Domains of Human Flourishing
Human flourishing unfolds within a shared created world.
Animals, ecosystems, and natural systems are not human flourishing domains themselves—but they are morally significant and deeply vulnerable to human action. Flourishing that degrades creation is incomplete and unstable. It may appear successful for a time, but it cannot last.
This journey focuses on human flourishing, while recognizing that human well-being is inseparable from the care of the world that holds us all.
What we mean by “domains”
Domains name where human life actually happens.
They are not theories, systems, or tools.
They are the primary arenas of lived human experience.
Frameworks—such as economics, governance, culture, and institutions—shape how flourishing unfolds within domains. They matter deeply, but they are not domains themselves.
Put simply:
- Domains describe human life
- Frameworks shape conditions
- Flourishing is measured in lived outcomes
The domains of human flourishing

1. The Individual
A single life
Core question:
Is this life livable and meaningful?
- Health of body and mind
- Meaning and purpose
- Character and agency
- Close relationships
- Enough security to live without constant fear
- Hope for what comes next
Everything else rests here.
When flourishing collapses at the individual level, other domains are forced to compensate.
2. The Family

Our closest bonds
Core question:
Are people safe, known, and formed here?
- Attachment and trust
- Caregiving and responsibility
- Conflict and repair
- Intergenerational formation
- Belonging at the most intimate level
This is where we first learn what life feels like—and what love costs.

3. The Community
Shared, everyday life
Core question:
Does life work at human scale?
- Belonging and social cohesion
- Informal support networks
- Shared norms and practices
- Local leadership and accountability
- Access to basic goods and services
Here, flourishing becomes visible.
Not private. Not abstract.

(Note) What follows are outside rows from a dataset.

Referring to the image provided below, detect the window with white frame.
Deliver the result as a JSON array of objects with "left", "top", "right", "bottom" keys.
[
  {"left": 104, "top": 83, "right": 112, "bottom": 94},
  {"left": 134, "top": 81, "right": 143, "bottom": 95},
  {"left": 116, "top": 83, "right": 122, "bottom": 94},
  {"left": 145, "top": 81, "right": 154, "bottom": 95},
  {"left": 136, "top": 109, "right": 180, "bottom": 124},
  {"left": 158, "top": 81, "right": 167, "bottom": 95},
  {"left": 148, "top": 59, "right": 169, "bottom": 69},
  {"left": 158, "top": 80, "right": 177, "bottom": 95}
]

Shared.
4. The Nation

Life together at scale
Core question:
Are people protected, represented, and treated with dignity?
- Justice and the rule of law
- Rights and responsibilities
- Voice and participation
- Public trust
- Care for the vulnerable
This domain shapes the conditions under which families and communities can flourish—or struggle.

5. The World (Humanity)
Human life across borders and generations
Core question:
Can human life flourish together, beyond tribe and time?
- Global responsibility and cooperation
- Intergenerational justice
- Shared risks and shared futures
- Moral obligations beyond national boundaries
- What humanity owes those not yet born
This domain guards against flourishing that is isolated, exclusionary, or short-sighted.
6. Creation

The world that holds all human life
Core question:
Does our way of living leave room for tomorrow?
- Stewardship of land, water, and climate
- Ecological limits and resilience
- Long-term sustainability
- Respect for non-human life
- The inheritance we leave behind
Creation is not simply a backdrop.
It is the enclosing condition for every other domain.
A simple way to hold this together
When people talk about flourishing, they are usually asking one question:
What does a good life require—and what helps it last?
Across cultures, people tend to flourish when life is:
- Livable in body and mind
- Meaningful and purposeful
- Shaped by character and responsibility
- Sustained by close relationships
- Secure enough to live without constant fear
These conditions are widely shared.
They are not ideological.
But they do not sustain themselves.
Flourishing lasts only when the world around human life—families, communities, nations, humanity as a whole, and the created world itself—protects those conditions.
People flourish when life is livable and meaningful.
Flourishing endures when those lives are held within a world that can sustain them.